Hepcidin is a key regulator of body iron metabolism and, thus, there is an enormous interest in quantifying circulating hepcidin in clinical samples. Because SELDI-TOF MS is not easily accessible for hepcidin measurements, ELISA-based technique to measure prohepcidin has been widely used as an amenable tool with the assumptions that the concentrations of prohepcidin correlate with those of hepcidin and both of them have similar clinical implications in iron overload. However, previous studies failed to show prohepcidin changes as a function of iron status changes, which raised the question of the usefulness of prohepcidin in evaluating iron overload [6,9,16]. For example, it has been shown that serum prohepcidin concentrations in blood samples from hereditary hemochromatosis patients were not significantly different from those of normal healthy subjects and were not related to differences in iron stores as measured by ferritin [9]. Even in hemochromatosis patients undergoing phlebotomy, the range of serum prohepcidin was small, despite large differences in serum ferritin concentrations [9]. Serum prohepcidin concentrations in patients with sickle cell anemia with abnormally high serum ferritin concentrations were no different than in controls [16]. Similarly, no association was found between serum prohepcidin and iron status measures such as serum iron, transferrin saturation, or serum ferritin [6].

In view of the discordance between prohepcidin and iron overload, we measured serum levels of prohepcidin with ELISA and hepcidin with SELDI-TOS MS, as well as ferritin and sTfR1 in 45 health post-menopausal subjects. Surprisingly, our study shows that prohepcidin levels are correlated to sTfR1, suggesting that prohepcidin may be associated with hypoferremia or erythropoiesis. In contrast, active hepcidin is positively associated with ferritin but not with sTfR1, indicating that active hepcidin is a biomarker of iron overload. This positive association is in agreement with the data showing a significant and positive correlation between active hepcidin and ferritin in hemodialysis patients as well as in healthy controls [17,18]. Although our sample size is relatively small, the associations between active hepcidin and ferritin but not sTfR1, and between prohepcidin and sTfR1 but not ferritin are reproducible with repeated visits by the same subject. Moreover, subjects in our study were normal healthy post-menopausal women, so that levels of prohepcidin and hepcidin in these individuals should not be affected by disease conditions such as inflammation, anemia, iron overload, hemodialysis, or cancer [17,1922]. No impact of estrogen or menstruation should be at play either because all women were post-menopausal and not taking hormone replacement therapy [23]. Therefore, levels of these four iron proteins should reflect only the physiological iron status in the healthy body.

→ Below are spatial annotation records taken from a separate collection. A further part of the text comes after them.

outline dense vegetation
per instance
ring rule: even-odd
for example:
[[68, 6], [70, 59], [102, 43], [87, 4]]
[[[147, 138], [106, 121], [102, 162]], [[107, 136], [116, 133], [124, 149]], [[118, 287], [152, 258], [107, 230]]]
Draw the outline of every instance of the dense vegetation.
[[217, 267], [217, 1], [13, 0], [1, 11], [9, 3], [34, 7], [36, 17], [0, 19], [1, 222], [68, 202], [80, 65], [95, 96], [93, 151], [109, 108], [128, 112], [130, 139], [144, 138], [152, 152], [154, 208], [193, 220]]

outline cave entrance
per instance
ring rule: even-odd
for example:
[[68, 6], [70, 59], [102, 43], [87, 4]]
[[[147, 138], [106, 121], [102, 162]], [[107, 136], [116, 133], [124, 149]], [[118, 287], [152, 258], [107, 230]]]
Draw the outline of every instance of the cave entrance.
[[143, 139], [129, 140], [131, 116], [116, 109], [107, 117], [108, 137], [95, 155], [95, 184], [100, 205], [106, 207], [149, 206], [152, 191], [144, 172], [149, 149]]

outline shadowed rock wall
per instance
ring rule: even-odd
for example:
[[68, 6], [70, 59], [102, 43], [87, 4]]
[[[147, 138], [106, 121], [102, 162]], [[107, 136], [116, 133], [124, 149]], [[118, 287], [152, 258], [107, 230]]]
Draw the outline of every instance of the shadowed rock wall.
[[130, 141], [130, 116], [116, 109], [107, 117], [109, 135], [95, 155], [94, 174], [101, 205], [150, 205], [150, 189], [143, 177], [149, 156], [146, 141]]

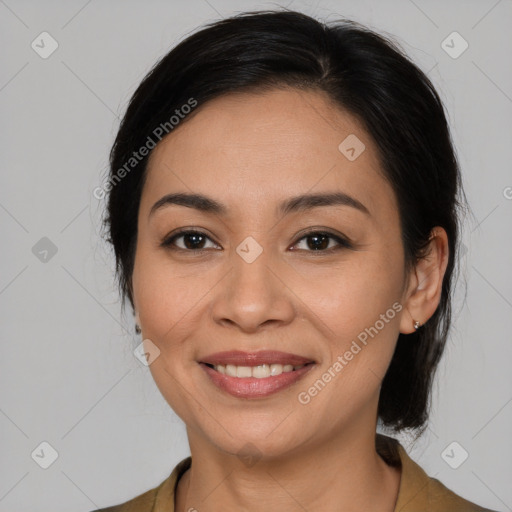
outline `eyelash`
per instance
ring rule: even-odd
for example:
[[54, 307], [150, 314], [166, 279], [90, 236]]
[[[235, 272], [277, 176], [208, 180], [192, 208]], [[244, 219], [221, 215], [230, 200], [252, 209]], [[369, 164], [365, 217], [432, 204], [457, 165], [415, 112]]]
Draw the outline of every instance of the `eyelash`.
[[[178, 238], [181, 238], [185, 235], [200, 235], [200, 236], [207, 238], [211, 242], [213, 242], [213, 240], [211, 240], [211, 238], [206, 233], [204, 233], [202, 231], [192, 230], [192, 229], [184, 229], [184, 230], [178, 231], [177, 233], [173, 234], [172, 236], [164, 239], [161, 246], [165, 247], [166, 249], [172, 250], [172, 251], [183, 251], [183, 252], [192, 252], [192, 253], [194, 253], [194, 252], [201, 253], [203, 251], [208, 250], [208, 249], [204, 249], [204, 248], [203, 249], [183, 249], [182, 247], [176, 247], [174, 245], [174, 242]], [[320, 236], [328, 237], [328, 238], [334, 240], [335, 242], [337, 242], [338, 245], [335, 247], [330, 247], [329, 249], [319, 249], [319, 250], [298, 249], [298, 250], [302, 250], [302, 251], [305, 250], [306, 252], [311, 252], [311, 253], [331, 254], [331, 253], [333, 253], [335, 251], [339, 251], [341, 249], [351, 249], [352, 248], [352, 244], [347, 239], [345, 239], [339, 235], [335, 235], [334, 233], [331, 233], [329, 231], [314, 231], [314, 230], [308, 231], [307, 233], [303, 234], [301, 236], [301, 238], [299, 238], [293, 244], [293, 246], [296, 246], [302, 240], [312, 237], [313, 235], [317, 235], [317, 236], [320, 235]]]

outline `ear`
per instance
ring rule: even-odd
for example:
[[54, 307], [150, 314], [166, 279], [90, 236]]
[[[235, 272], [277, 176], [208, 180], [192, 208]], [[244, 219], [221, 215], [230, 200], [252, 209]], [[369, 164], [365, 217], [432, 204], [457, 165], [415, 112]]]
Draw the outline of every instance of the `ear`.
[[414, 322], [421, 325], [435, 313], [448, 265], [448, 235], [440, 226], [432, 229], [425, 256], [418, 261], [409, 275], [409, 285], [404, 299], [404, 314], [400, 320], [400, 332], [415, 332]]

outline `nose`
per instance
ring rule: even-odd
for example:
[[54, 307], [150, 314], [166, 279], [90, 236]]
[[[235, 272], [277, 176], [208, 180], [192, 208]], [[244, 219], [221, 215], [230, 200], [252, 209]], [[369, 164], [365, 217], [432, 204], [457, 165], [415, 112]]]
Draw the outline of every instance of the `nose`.
[[[271, 325], [289, 324], [295, 314], [293, 292], [263, 252], [252, 262], [233, 251], [232, 269], [214, 299], [212, 314], [218, 324], [254, 333]], [[281, 274], [281, 275], [280, 275]]]

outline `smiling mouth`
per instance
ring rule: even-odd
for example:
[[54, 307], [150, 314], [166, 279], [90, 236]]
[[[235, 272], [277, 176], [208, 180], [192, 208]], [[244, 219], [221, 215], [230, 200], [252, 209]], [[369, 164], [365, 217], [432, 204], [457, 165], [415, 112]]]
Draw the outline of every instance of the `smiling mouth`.
[[222, 375], [227, 375], [228, 377], [238, 377], [240, 379], [246, 378], [256, 378], [256, 379], [266, 379], [268, 377], [277, 377], [282, 373], [289, 373], [300, 370], [304, 366], [308, 366], [314, 364], [313, 362], [299, 365], [291, 365], [291, 364], [261, 364], [257, 366], [237, 366], [234, 364], [210, 364], [203, 363], [209, 368], [217, 371]]

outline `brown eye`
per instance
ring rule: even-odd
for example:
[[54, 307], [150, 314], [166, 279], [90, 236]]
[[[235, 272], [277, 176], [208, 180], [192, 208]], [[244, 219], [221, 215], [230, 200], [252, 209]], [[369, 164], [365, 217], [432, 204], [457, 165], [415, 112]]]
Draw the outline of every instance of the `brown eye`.
[[[306, 250], [307, 252], [331, 252], [342, 248], [350, 248], [351, 244], [344, 238], [333, 233], [323, 231], [312, 231], [303, 236], [298, 243], [305, 240], [305, 248], [299, 250]], [[330, 245], [334, 241], [334, 246]], [[297, 245], [297, 244], [295, 244]], [[295, 247], [295, 246], [294, 246]]]
[[[177, 240], [182, 239], [180, 244], [176, 243]], [[181, 249], [184, 251], [201, 251], [206, 249], [206, 242], [211, 239], [201, 231], [180, 231], [164, 240], [162, 246]]]

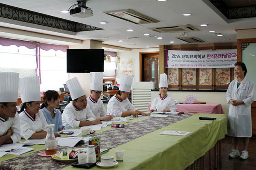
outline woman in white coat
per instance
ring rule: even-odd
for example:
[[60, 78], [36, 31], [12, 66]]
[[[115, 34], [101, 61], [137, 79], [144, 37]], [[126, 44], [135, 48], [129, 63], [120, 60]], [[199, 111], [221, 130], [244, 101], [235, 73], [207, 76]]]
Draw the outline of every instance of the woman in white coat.
[[168, 83], [167, 76], [165, 73], [160, 74], [159, 96], [154, 98], [150, 107], [150, 112], [155, 111], [163, 112], [176, 111], [177, 108], [174, 99], [167, 95]]
[[[236, 79], [231, 82], [226, 93], [227, 104], [230, 104], [228, 113], [228, 135], [235, 138], [235, 148], [229, 157], [240, 156], [242, 159], [249, 158], [248, 144], [252, 136], [251, 104], [254, 100], [254, 87], [251, 81], [245, 77], [247, 69], [244, 63], [235, 64]], [[239, 139], [243, 139], [244, 150], [240, 156], [238, 150]]]

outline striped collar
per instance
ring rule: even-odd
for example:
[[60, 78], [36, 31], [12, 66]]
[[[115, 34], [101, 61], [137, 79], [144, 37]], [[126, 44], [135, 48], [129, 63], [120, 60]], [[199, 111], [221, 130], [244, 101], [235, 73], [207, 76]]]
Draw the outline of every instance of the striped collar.
[[35, 118], [33, 118], [32, 116], [31, 116], [31, 115], [30, 114], [29, 114], [29, 112], [28, 112], [26, 110], [25, 110], [24, 111], [24, 112], [25, 113], [25, 114], [26, 115], [26, 116], [28, 116], [28, 117], [30, 119], [30, 120], [31, 120], [32, 121], [34, 122], [35, 121]]
[[161, 94], [159, 94], [159, 95], [160, 95], [160, 99], [161, 100], [164, 100], [165, 99], [166, 99], [166, 97], [167, 97], [167, 96], [168, 96], [167, 94], [166, 94], [166, 96], [165, 96], [163, 98], [162, 98], [162, 97], [161, 97]]
[[0, 120], [1, 120], [2, 122], [5, 122], [6, 121], [6, 120], [7, 120], [7, 119], [3, 119], [0, 116]]
[[98, 101], [95, 101], [94, 100], [93, 100], [91, 95], [90, 95], [90, 96], [89, 96], [89, 99], [93, 103], [97, 103], [97, 102], [98, 102]]
[[117, 97], [117, 96], [116, 96], [116, 94], [115, 94], [115, 97], [116, 97], [117, 100], [118, 100], [119, 102], [122, 102], [122, 100], [121, 100], [121, 99], [119, 99], [118, 97]]

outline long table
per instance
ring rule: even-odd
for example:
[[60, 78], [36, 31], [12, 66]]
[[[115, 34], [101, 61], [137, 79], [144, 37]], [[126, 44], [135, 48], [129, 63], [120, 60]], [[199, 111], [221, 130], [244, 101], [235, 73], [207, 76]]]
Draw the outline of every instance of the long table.
[[[198, 117], [201, 116], [216, 117], [217, 120], [213, 121], [199, 120]], [[148, 119], [145, 117], [135, 118], [132, 120], [133, 122], [131, 121], [129, 123], [140, 121], [143, 123]], [[157, 122], [160, 118], [151, 119]], [[119, 162], [116, 169], [184, 169], [204, 155], [218, 141], [224, 137], [225, 134], [227, 134], [227, 118], [225, 114], [195, 114], [111, 149], [105, 155], [114, 156], [116, 150], [125, 150], [124, 162]], [[107, 129], [102, 129], [100, 131], [96, 132], [97, 134], [100, 133], [101, 131], [107, 130], [108, 128], [110, 130], [110, 128], [106, 128]], [[191, 133], [186, 136], [160, 134], [160, 132], [166, 130], [190, 131]], [[132, 133], [133, 131], [131, 132]], [[42, 147], [44, 147], [44, 146], [41, 145], [39, 147], [43, 149]], [[40, 148], [37, 149], [38, 150], [37, 151], [40, 150]], [[27, 155], [29, 158], [29, 156], [34, 155], [31, 155], [32, 153]], [[5, 156], [6, 157], [5, 158]], [[13, 156], [5, 156], [0, 158], [0, 162], [13, 158]], [[17, 161], [18, 161], [18, 158], [16, 159], [18, 159]], [[46, 159], [49, 159], [48, 161], [53, 161], [50, 158]], [[14, 160], [16, 161], [14, 159], [7, 161], [12, 162]], [[5, 162], [6, 164], [7, 161], [2, 163]], [[28, 161], [28, 167], [32, 168], [32, 166], [30, 166], [29, 160], [26, 161]], [[56, 162], [56, 164], [57, 163], [58, 163]], [[0, 164], [2, 164], [1, 162]], [[47, 164], [44, 164], [45, 167], [42, 167], [42, 169], [50, 167], [47, 167]], [[64, 169], [79, 169], [67, 166], [67, 164], [64, 165], [62, 167], [66, 167]], [[15, 167], [14, 165], [12, 168]], [[92, 169], [102, 168], [95, 167]]]

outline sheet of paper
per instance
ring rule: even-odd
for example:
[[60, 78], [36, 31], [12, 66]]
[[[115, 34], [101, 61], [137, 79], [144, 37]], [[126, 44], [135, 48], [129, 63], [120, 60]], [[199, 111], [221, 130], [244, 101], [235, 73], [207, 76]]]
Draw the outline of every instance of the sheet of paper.
[[81, 139], [80, 138], [76, 138], [69, 137], [61, 137], [56, 138], [56, 139], [58, 141], [58, 146], [73, 147], [79, 142], [83, 144], [84, 143], [84, 141], [83, 139]]
[[34, 150], [34, 149], [35, 149], [34, 148], [30, 147], [21, 147], [13, 151], [10, 152], [9, 153], [12, 155], [20, 155], [22, 154]]
[[34, 144], [44, 144], [45, 138], [41, 139], [28, 139], [23, 143], [32, 143]]

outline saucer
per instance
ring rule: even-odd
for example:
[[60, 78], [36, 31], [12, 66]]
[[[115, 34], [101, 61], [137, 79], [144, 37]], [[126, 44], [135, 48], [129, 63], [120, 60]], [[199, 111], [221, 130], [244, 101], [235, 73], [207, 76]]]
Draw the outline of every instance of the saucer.
[[99, 161], [98, 162], [96, 163], [96, 164], [97, 165], [99, 166], [99, 167], [102, 167], [103, 168], [109, 168], [111, 167], [112, 167], [116, 165], [117, 164], [118, 164], [118, 162], [116, 161], [113, 161], [113, 162], [112, 162], [111, 163], [107, 164], [103, 164], [102, 162], [100, 161]]

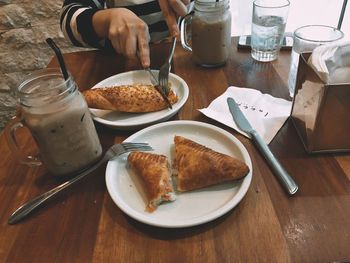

Iron homeostasis is strictly controlled at the transcriptional level in the body and at posttranscriptional level in the cells [2,3]. Intracellular iron balance is achieved through posttranscriptional regulation of TfR1 and ferritin mRNA levels by iron regulator proteins [1,24]. Cellular iron deficiency increases iron uptake by over-expressing membrane TfR1 and down-regulating ferritin in the cells [25]. Hepcidin is a negative regulator of body iron uptake [2]. At the systemic level, iron overload up-regulates preprohepcidin mRNA levels and iron deficiency down-regulates preprohepcidin in the liver [2628]. By incubating HepG2 cells with sera from iron deficiency anemia and thalassemia major patients, which contain elevated sTfR1, levels of preprohepcidin mRNA expression were significantly decreased [29]. Bone morphogenetic proteins have been found to use hemojuvelin as a coreceptor to regulate preprohepcidin expression and to be more potent than IL-6 in stimulating preprohepcidin transcription [30,31]. Recently, it has been identified that transmembrane serine protease 6 (TMPRSS6) is an essential component detecting iron deficiency and blocking preprohepcidin transcription [32]; germline mutations in the TMPRSS6 gene can cause iron-refractory iron deficiency anemia [33].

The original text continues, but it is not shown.